New free speech policy makes students & universities less safe

No clear definition of hate speech reveals protection of students insufficient 

Mihan stands in front of Ontario Hall.
Mihan stands in front of Ontario Hall.
Credit: 
Tessa Warburton

Freedom of speech is a complex issue and cannot be sufficiently tackled through one simple law.

On Aug. 30, 2018, Ontario Premier Doug Ford passed a bill supporting freedom of speech on campuses across the province.

Universities will have until Jan. 1, 2019, to implement the proposed policy. They will also have to report annually and publicly on the bill’s implementation progress, providing a summary of its compliance throughout the year.  If institutions fail to comply with the province’s requirements to report on free speech policies, they can be subject to a reduction in operating grants.

The bill aims to stimulate intellectual conversation and remind students of the importance of maintaining an open mind when it comes to free speech.

However, the ambiguity surrounding the policy’s definition of hate speech leaves students at risk of being marginalized, and universities of possibly endorsing harmful rhetoric.

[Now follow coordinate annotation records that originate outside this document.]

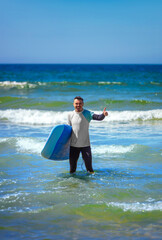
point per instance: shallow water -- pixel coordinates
(39, 199)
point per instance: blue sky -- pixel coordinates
(80, 31)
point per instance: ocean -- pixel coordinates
(39, 199)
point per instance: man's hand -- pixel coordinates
(105, 112)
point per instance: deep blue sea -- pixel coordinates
(39, 199)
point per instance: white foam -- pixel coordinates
(40, 117)
(111, 149)
(137, 206)
(14, 84)
(110, 83)
(127, 116)
(29, 145)
(32, 117)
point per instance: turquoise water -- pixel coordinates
(39, 199)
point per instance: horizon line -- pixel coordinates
(83, 63)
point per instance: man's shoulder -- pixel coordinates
(87, 114)
(70, 114)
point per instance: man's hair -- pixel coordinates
(78, 98)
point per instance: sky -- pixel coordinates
(81, 31)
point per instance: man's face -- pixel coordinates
(78, 105)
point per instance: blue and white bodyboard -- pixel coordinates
(58, 143)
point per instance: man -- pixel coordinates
(79, 119)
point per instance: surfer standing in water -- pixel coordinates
(79, 119)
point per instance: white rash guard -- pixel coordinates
(80, 127)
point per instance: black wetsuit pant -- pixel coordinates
(86, 155)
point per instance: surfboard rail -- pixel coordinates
(58, 143)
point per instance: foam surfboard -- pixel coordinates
(58, 143)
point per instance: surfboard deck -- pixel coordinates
(58, 143)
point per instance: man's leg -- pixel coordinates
(87, 157)
(73, 158)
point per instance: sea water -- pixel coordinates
(39, 199)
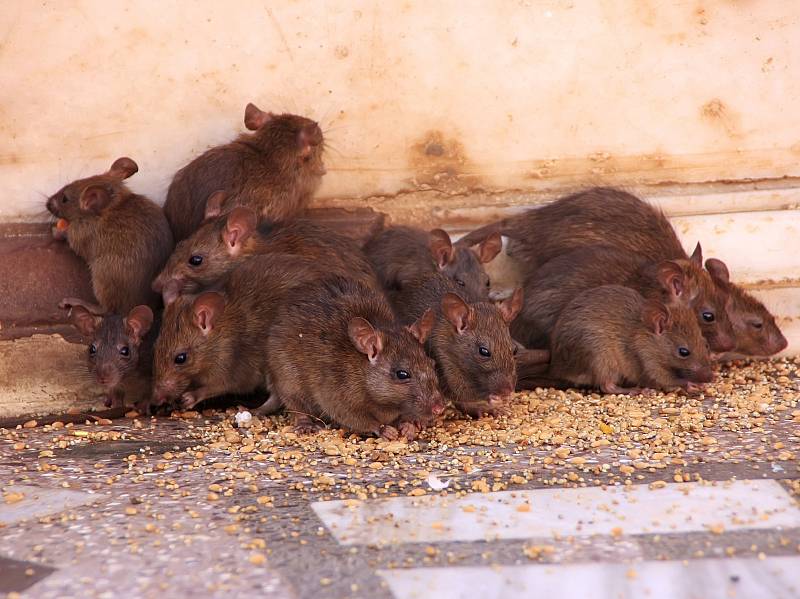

In a statement from the province explaining the guidelines of the policy, institutions must meet a minimum standard where students aren’t shielded “from ideas or opinions that they disagree with or find offensive.”

The phrase “hate speech” is entirely omitted from the statement. We need to establish that openly discriminatory and oppressive rhetoric is not a part of—and needs to be publicly exempt from—free speech.

Without a clear definition of hate speech, universities are left without a clear idea of when they are or aren’t allowed to permit speakers on campus.

The policy puts them in a precarious position—just like students—and brings forward the concern as to how institutions might deal with campus protests.

If there’s student unrest towards a speaker set to speak on campus, universities may be thought to be neglectful of students’ concerns. Conversely, if universities are to condemn or deny speakers a platform, they run the risk of reduced funding from the province.

The closest piece of provincial legislation that exists in defining hate speech is Section 319 of the Criminal Code. It includes protection for citizens from the willful promotion of hatred, and shields people from being exposed to hate speech as well as mistakenly taking part in it.

The province’s policy states its sole focus is to ensure open debate and discussion—but they do so without establishing limitations on how far these debates can go. This form of protection, or lack of, is insufficient for students.

At Queen’s, which is host to an especially involved campus, students who are exposed to hate speech under the policy will ultimately be left feeling vulnerable and uncomfortable.

Instead of seeking to provide a platform to speakers and groups on the grounds of open discussion and free inquiry, the motive behind this policy seems to be political.

Prior to the policy being introduced, universities had the choice to deny speakers platforms at their school. This decision implies the province is comfortable with inviting potentially harmful voices back into the limelight by limiting institutions’ freedom.

Despite this, however, I believe it’s essential to allow all members of the political spectrum to have an opportunity to express their views. This policy gives us the freedom to sit down and listen—but it doesn’t give us the freedom to stand up and reply to discriminating rhetoric. 

It’s critical we give hate speech a true definition and practice the rights we deserve as Canadian students before allowing any person or group to speak on university campuses. 

Kayvon is a second-year commerce student.